ETV7 limits the antiviral and antitumor efficacy of CD8+ T cells by diverting their fate toward exhaustion.

Terminal exhaustion is a critical barrier to antitumor immunity. By integrating and analyzing single-cell RNA-sequencing and single-cell assay for transposase-accessible chromatin with sequencing data, we found that ETS variant 7 (ETV7) is indispensable for determining CD8⁺ T cell fate in tumors. ETV7 introduction drives T cell differentiation from memory to terminal exhaustion, limiting antiviral and antitumor efficacy in male mice.
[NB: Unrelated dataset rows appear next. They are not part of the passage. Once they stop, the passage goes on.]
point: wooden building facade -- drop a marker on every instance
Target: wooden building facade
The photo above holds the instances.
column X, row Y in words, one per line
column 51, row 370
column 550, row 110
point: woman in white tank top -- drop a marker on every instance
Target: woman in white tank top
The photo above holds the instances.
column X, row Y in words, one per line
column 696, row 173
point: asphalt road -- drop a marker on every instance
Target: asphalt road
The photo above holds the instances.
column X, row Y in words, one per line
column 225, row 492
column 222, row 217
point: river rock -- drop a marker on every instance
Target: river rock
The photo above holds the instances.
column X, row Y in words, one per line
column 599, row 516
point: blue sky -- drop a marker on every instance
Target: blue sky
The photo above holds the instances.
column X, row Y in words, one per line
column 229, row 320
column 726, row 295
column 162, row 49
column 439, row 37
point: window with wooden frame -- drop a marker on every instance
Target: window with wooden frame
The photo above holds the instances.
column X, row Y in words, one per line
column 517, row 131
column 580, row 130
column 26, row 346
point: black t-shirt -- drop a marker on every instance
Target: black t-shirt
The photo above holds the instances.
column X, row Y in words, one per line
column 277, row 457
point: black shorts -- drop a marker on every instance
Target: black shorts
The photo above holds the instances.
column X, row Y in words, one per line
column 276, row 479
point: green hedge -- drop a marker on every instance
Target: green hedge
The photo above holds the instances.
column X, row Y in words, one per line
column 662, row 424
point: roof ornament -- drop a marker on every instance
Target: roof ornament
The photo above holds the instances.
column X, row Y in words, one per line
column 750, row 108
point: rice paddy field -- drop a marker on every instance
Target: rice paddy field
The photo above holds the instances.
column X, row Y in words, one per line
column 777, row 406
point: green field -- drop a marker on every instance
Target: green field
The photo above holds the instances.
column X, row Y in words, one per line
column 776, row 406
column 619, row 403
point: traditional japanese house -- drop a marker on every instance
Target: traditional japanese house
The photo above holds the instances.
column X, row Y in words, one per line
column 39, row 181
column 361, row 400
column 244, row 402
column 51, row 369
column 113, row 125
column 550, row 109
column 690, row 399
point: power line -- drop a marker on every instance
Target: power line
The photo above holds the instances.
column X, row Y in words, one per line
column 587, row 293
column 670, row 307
Mechanistically, ETV7 acts as a central transcriptional node by binding to specific memory genes and exhaustion genes and functionally skewing these transcriptional programs toward exhaustion. Clinically, ETV7 expression is negatively correlated with progression and responsiveness to immune checkpoint blockade in various human cancers. ETV7 depletion strongly enhances the antitumor efficacy of CD8⁺ T cells and engineered chimeric antigen receptor T cells in solid tumors. Thus, these findings demonstrate a decisive role for ETV7 in driving CD8⁺ T cell terminal exhaustion and reveal that ETV7 may be a promising target and biomarker for improving the efficacy of cancer immunotherapy.